17 March 2020by Ellysse

This chatbot does not respond consistently. This chatbot is not empathetic. This chatbot doesn’t understand names and, even worse, responds ambiguously. Moreover, it is never used by anyone. A user approves a chatbot / voicebot service with high expectations, for this reason the result is often unsatisfactory and the company suffers in terms of customer satisfaction.

How do you measure the success of a chatbot? There are many points of view that can be included in the evaluation phase. The important thing is to choose, before blindly pointing your fingers, from which angle to point your eyes to express your judgment!
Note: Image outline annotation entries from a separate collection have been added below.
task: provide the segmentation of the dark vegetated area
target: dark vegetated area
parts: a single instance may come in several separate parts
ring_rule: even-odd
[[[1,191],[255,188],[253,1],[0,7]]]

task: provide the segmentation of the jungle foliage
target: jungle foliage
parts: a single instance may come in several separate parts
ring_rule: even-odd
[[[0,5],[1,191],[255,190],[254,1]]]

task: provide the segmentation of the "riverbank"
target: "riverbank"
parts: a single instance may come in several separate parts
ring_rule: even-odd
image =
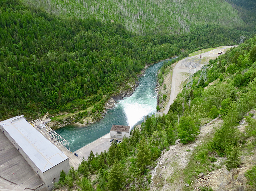
[[[234,46],[226,46],[225,48],[230,48],[231,47]],[[157,115],[161,115],[163,113],[166,114],[169,110],[169,108],[173,102],[174,99],[176,98],[178,94],[182,90],[183,84],[187,79],[188,77],[192,74],[192,73],[195,72],[195,70],[192,71],[191,68],[186,66],[183,66],[182,64],[184,61],[185,59],[188,59],[188,60],[191,59],[191,61],[195,61],[195,60],[192,60],[193,59],[197,59],[199,60],[198,66],[197,66],[196,71],[198,71],[201,69],[203,66],[204,63],[209,62],[210,59],[214,59],[219,56],[220,54],[216,54],[212,53],[215,50],[217,49],[219,47],[216,47],[215,49],[211,49],[211,51],[205,52],[202,53],[201,56],[200,54],[195,55],[191,56],[189,57],[187,57],[184,58],[182,60],[179,61],[175,63],[175,66],[173,68],[172,72],[171,71],[169,73],[169,75],[172,75],[171,85],[171,88],[169,91],[170,92],[168,92],[168,95],[170,95],[170,97],[167,97],[167,99],[168,100],[168,104],[166,103],[164,104],[165,106],[163,106],[164,108],[162,108],[162,109],[159,111],[159,112],[156,113]],[[225,53],[225,52],[223,53]],[[194,68],[193,68],[194,69]],[[172,74],[170,73],[172,73]],[[169,80],[170,82],[171,81]],[[164,79],[163,82],[163,85],[164,83],[170,83],[166,82],[165,81]],[[169,99],[168,99],[168,98]],[[167,100],[166,101],[167,102]]]
[[[141,71],[141,73],[137,75],[137,78],[138,79],[138,78],[144,75],[146,70],[149,66],[159,62],[168,60],[173,58],[161,60],[157,62],[146,64],[143,69]],[[114,107],[117,102],[125,97],[130,97],[133,95],[139,85],[139,82],[137,79],[131,79],[127,82],[126,85],[122,87],[118,92],[111,95],[103,106],[104,110],[100,113],[92,113],[91,111],[94,108],[94,106],[92,106],[87,110],[78,111],[75,113],[65,113],[64,115],[61,113],[63,115],[63,117],[61,117],[60,115],[57,117],[57,119],[53,119],[53,117],[51,117],[51,118],[53,120],[48,124],[48,125],[53,129],[57,129],[70,124],[74,124],[78,127],[84,127],[94,124],[104,118],[107,111]],[[81,115],[81,113],[86,112],[86,111],[89,113],[88,115],[83,117],[79,116]],[[54,118],[56,119],[56,116]]]

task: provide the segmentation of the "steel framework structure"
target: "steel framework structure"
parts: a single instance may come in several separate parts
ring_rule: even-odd
[[[199,66],[200,61],[199,59],[195,58],[189,59],[187,58],[182,61],[181,66],[188,69],[196,68]]]
[[[63,146],[70,152],[68,142],[42,121],[38,119],[29,123],[57,147]]]
[[[192,77],[193,77],[193,75],[194,74],[191,75],[189,77],[189,81],[186,84],[186,89],[187,89],[188,88],[189,88],[190,89],[191,88],[192,84],[193,84],[193,78]]]
[[[207,80],[207,77],[206,76],[206,68],[207,67],[207,65],[204,66],[204,67],[203,67],[203,68],[202,69],[202,72],[201,72],[201,75],[200,75],[200,77],[199,77],[199,79],[198,80],[198,82],[197,82],[197,85],[198,86],[198,84],[199,84],[200,80],[201,79],[201,78],[203,77],[203,76],[204,78],[205,82],[206,82]]]

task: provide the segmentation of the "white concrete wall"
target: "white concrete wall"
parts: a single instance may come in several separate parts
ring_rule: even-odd
[[[116,131],[110,131],[110,137],[116,139],[117,137],[117,134]]]
[[[117,133],[116,131],[110,131],[110,137],[111,138],[114,138],[116,139],[117,137]],[[118,135],[121,135],[118,134]],[[130,133],[128,132],[122,132],[122,137],[123,137],[124,136],[124,135],[126,135],[126,137],[129,137],[130,136]]]
[[[44,182],[47,191],[50,191],[54,186],[54,182],[58,182],[60,179],[60,171],[62,170],[67,174],[69,170],[69,161],[68,158],[57,165],[50,168],[43,173],[42,179]]]
[[[45,189],[44,189],[44,187],[45,187],[44,185],[45,185],[45,188],[46,188],[46,190],[47,191],[52,190],[54,185],[54,183],[52,182],[53,179],[54,178],[55,178],[55,182],[59,181],[60,175],[60,171],[63,170],[66,174],[68,173],[70,166],[69,160],[68,158],[43,173],[32,161],[23,150],[20,148],[12,137],[5,130],[4,128],[2,126],[0,126],[0,129],[4,132],[4,134],[7,138],[12,143],[14,147],[18,150],[21,156],[22,156],[27,161],[27,162],[28,163],[35,173],[45,183],[43,185],[44,186],[43,186],[40,187],[40,188],[38,188],[39,189],[37,189],[37,190],[42,191],[45,190]],[[48,186],[49,187],[48,187]]]

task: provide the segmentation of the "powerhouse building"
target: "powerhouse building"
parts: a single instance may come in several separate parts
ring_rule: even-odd
[[[111,138],[122,138],[125,135],[127,137],[130,136],[131,129],[130,126],[113,125],[110,130]]]
[[[51,190],[54,183],[59,181],[60,171],[68,172],[68,158],[24,115],[0,122],[0,130],[44,183],[38,190]]]

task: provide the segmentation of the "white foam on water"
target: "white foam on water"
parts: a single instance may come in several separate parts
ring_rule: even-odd
[[[156,97],[152,97],[149,95],[150,94],[149,93],[146,96],[138,99],[135,94],[118,103],[126,116],[128,125],[132,128],[142,120],[144,116],[152,115],[156,111]]]

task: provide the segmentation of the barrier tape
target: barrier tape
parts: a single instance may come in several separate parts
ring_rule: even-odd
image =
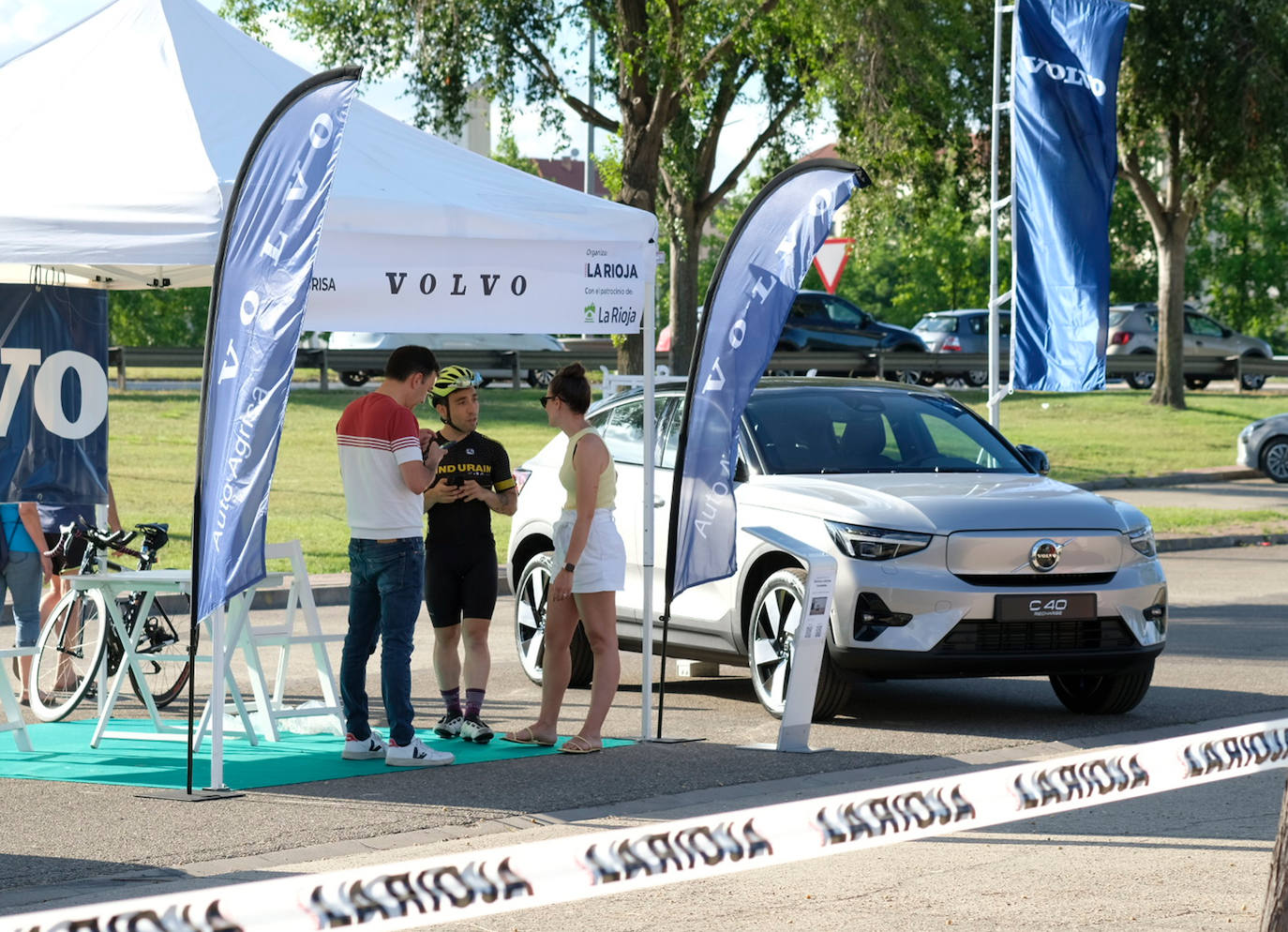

Because the chatbot is a success for the user it must first of all be considered easy and quick to use (usability); must be able to provide complete and adequate responses (performance), make the user experience positively also in terms of emotion and involvement (empathy) and therefore correspond to his expectations with real skills (satisfaction).

A fundamental evaluation perspective to be taken into consideration is that relating to information Recovery, which focuses attention on the ability that the system has to recover information, giving space to evaluation criteria regarding accuracy, which aims to test the ability to understand the infinite ways of making a request; accessibility, the head of the ability to understand and respond also to the relationship to the context; finally efficiency, or the ability to perform the task by reaching the goal without spending excess resources.

From a purely linguistic point of view, the assessment is based on Grice’s 4 conversational maxims:

– do not be reticent or redundant, or do not say too much or too little

– be honest, don’t give false or unproven information

– be relevant to the topic of the conversation

– be clear, avoid ambiguity

From a technological perspective, on the other hand, the assessment of the chatbot’s degree of humanity, in simple terms, the naturalness with which it is able to hold a conversation with a human and verified for this assessment uses the Turing test.

Last but not least, the commercial value of the chatbot, measured in terms of effectiveness (number of users, duration and number of conversations) in relation to costs (number of agents, duration of conversations, number of failed conversations, of unwanted answers and repeated questions).

The evaluation of a chatbot can take place taking into consideration one or more perspectives. The important thing is to contextualize the success or failure of a chatbot by being equipped with the right glasses!